Yet I defy anyone to feel anything but joy at hearing McVie sing with such devotion through the piano ballad “Game of Pretend,” carrying lyrics — which, on paper, could read as utterly sappy and cringe-inducing — into a sense of purity that smothers any hint of jadedness. Buckingham’s choirs of intricate madness permeate the collection, and his severely underrated guitar chops often have the space to shine.

The secret weapon, as it has always been, is McVie. Back in those magical days, as that stalwart blues-rock staple was transforming into a textbook study of pop perfection, she had the hardest task of all: being the soft anchor that held down two of rock’s most eccentric personalities. Now, as then, she grounds Lindsey, even as he’s lifting her up. It’s a terrific balance that they have duplicated here.

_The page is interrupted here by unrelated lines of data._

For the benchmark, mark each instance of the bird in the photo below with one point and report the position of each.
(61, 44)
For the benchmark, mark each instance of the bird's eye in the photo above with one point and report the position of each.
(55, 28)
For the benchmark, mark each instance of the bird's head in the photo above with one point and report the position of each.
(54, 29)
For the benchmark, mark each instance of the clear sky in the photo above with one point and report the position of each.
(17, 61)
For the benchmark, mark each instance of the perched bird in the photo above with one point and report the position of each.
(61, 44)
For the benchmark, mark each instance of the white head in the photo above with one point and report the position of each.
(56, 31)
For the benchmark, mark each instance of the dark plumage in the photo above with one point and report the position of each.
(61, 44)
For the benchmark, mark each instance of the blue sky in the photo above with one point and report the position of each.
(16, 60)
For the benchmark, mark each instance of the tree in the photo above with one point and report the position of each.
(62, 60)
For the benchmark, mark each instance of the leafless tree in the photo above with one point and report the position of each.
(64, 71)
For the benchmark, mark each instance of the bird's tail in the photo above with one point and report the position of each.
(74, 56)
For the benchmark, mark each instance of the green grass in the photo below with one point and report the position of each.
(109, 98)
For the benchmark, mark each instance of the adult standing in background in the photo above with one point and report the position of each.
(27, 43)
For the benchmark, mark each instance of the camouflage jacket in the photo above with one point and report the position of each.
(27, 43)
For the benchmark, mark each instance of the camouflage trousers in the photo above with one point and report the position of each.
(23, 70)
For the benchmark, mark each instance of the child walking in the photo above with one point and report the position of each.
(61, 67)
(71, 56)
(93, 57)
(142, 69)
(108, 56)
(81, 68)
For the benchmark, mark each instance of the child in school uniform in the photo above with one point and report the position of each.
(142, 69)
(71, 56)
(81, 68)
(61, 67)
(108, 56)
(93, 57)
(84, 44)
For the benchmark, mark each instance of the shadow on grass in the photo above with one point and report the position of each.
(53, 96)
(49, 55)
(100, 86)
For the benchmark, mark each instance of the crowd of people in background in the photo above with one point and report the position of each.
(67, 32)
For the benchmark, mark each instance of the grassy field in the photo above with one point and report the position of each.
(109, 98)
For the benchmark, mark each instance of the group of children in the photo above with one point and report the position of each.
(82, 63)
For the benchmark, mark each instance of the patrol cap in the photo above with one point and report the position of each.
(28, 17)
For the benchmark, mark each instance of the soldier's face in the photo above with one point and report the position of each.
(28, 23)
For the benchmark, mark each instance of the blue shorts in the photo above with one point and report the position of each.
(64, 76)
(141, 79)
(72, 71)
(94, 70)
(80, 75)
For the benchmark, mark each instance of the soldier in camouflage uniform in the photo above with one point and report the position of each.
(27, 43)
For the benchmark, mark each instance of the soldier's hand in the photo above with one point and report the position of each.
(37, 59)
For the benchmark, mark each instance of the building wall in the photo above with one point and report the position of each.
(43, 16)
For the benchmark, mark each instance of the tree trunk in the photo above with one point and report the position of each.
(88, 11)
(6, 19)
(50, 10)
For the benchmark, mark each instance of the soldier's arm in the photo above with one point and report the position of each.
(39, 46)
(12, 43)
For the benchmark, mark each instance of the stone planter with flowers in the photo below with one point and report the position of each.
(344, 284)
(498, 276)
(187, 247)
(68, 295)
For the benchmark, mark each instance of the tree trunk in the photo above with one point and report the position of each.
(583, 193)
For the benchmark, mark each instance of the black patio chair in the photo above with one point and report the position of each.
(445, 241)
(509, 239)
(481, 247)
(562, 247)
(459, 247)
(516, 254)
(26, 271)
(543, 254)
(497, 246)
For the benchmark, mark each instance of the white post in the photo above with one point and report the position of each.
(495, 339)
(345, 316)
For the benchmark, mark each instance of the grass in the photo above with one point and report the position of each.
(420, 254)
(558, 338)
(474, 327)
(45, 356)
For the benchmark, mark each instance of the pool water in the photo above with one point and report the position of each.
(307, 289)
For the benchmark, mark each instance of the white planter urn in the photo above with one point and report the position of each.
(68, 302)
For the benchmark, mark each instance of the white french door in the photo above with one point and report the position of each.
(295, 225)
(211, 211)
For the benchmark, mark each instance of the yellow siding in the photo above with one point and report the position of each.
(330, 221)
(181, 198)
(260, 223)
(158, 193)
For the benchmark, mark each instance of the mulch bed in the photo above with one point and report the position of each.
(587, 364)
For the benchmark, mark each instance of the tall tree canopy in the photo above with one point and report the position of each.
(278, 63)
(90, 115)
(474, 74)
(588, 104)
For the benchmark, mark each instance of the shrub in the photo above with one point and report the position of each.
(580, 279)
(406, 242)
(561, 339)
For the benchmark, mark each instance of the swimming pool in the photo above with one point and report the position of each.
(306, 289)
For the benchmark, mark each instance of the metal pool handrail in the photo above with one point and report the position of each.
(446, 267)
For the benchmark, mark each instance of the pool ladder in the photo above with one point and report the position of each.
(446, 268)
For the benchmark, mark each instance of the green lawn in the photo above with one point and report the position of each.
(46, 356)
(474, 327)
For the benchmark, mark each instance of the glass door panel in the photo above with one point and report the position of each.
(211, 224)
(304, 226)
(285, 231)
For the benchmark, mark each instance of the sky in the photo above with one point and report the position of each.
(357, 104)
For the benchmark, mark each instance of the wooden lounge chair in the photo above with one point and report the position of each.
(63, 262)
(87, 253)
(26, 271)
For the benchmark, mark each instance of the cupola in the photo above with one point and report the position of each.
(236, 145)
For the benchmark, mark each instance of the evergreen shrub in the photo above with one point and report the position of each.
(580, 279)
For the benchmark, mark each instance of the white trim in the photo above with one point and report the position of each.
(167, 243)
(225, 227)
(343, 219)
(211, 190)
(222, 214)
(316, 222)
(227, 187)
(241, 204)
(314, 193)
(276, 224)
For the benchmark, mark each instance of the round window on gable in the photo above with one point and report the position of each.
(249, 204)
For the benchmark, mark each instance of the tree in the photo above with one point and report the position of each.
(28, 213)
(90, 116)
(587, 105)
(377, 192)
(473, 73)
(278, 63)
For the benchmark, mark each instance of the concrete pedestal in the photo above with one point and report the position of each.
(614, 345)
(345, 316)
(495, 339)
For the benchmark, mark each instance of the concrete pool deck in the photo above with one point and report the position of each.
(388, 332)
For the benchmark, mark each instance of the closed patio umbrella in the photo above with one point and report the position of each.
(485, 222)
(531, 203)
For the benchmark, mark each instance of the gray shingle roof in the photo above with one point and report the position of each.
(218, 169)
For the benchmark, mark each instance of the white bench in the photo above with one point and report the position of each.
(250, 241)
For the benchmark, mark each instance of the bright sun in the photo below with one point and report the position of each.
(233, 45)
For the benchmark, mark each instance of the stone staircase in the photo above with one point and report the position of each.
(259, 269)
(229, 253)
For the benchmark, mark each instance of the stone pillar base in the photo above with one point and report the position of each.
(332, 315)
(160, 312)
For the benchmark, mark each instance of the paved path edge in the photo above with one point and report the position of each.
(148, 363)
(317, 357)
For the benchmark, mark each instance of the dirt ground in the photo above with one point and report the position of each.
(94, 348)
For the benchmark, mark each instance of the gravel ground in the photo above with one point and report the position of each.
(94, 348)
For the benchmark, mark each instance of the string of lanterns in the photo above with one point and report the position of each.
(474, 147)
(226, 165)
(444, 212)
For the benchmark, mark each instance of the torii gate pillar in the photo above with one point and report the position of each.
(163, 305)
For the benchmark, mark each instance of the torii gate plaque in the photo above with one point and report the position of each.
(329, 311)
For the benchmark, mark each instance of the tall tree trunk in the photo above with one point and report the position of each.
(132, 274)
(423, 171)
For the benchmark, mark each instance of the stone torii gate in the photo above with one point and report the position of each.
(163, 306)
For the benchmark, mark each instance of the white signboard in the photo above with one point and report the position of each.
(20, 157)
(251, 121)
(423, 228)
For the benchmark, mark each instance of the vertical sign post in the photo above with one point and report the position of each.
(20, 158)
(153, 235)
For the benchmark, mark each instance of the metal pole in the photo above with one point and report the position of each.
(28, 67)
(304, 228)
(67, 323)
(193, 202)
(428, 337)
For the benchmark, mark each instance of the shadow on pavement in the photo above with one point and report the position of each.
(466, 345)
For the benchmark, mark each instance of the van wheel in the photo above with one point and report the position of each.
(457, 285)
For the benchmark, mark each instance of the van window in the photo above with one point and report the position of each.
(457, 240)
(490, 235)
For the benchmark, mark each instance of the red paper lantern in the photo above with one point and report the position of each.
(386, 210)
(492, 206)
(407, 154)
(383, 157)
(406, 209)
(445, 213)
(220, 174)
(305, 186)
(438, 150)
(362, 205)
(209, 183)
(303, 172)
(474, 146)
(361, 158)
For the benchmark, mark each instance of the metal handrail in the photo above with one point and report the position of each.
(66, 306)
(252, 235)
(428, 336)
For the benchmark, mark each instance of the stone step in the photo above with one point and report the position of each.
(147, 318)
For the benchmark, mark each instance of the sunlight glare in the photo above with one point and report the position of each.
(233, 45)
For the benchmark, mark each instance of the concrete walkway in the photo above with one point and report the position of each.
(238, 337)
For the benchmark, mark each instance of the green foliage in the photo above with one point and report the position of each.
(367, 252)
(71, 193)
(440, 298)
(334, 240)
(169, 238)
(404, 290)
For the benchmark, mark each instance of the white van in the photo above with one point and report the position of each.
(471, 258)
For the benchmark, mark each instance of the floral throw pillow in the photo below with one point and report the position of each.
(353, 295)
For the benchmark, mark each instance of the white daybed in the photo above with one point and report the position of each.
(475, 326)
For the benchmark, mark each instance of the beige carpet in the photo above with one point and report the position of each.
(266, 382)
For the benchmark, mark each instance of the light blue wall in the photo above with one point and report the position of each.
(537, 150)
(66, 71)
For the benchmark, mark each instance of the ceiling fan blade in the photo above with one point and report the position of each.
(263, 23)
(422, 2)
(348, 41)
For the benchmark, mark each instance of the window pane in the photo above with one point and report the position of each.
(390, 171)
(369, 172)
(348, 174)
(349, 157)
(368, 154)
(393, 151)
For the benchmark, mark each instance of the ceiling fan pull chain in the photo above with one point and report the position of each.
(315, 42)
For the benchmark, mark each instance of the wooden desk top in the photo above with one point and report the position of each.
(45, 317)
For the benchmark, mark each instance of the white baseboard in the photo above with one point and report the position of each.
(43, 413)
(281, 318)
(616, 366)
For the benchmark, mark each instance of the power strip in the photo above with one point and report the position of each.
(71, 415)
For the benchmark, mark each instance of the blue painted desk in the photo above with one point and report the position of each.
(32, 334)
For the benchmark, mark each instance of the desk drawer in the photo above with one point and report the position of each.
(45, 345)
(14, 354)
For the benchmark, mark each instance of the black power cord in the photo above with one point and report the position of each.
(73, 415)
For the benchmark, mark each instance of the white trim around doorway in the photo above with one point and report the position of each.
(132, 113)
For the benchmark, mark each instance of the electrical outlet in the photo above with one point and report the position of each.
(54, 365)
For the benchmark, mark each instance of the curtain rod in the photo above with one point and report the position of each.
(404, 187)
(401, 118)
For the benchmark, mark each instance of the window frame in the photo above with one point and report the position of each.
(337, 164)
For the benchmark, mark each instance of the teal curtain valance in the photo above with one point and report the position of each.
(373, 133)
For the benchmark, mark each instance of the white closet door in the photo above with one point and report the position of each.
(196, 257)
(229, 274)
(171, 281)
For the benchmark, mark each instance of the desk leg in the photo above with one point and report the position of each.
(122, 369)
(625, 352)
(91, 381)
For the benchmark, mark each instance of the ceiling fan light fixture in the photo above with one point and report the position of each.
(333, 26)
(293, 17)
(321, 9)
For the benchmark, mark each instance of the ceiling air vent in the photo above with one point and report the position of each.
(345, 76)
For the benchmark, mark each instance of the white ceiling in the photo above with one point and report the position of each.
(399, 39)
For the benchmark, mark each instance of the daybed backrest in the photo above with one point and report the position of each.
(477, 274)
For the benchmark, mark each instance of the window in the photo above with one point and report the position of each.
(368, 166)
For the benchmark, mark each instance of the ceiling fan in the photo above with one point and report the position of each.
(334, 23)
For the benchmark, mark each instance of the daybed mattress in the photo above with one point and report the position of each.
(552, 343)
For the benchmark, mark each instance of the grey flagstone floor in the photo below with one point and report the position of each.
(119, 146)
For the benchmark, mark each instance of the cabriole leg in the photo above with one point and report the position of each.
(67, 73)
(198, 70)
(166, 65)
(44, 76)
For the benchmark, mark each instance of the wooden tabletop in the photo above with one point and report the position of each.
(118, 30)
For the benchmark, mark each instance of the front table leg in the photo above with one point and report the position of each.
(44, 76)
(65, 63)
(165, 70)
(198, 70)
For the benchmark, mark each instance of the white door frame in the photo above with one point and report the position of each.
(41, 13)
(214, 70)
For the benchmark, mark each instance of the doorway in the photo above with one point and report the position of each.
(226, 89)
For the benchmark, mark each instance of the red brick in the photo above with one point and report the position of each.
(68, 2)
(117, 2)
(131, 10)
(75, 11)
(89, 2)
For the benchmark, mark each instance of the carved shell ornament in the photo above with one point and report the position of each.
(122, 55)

But this is a duplication, an approximation that, even though it sounds terrific, doesn’t quite get the job done. These two individuals had to top their earlier selves, and maybe that’s an impossible task. Equally impossible would have been for the listener to lower their expectations. Taken for what it is, however, Buckingham McVie neatly strolls you down memory lane without actually trodding the same ground. I wasn’t blown away, but I was not necessarily disappointed. It’s not Fleetwood Mac, but it can be close enough.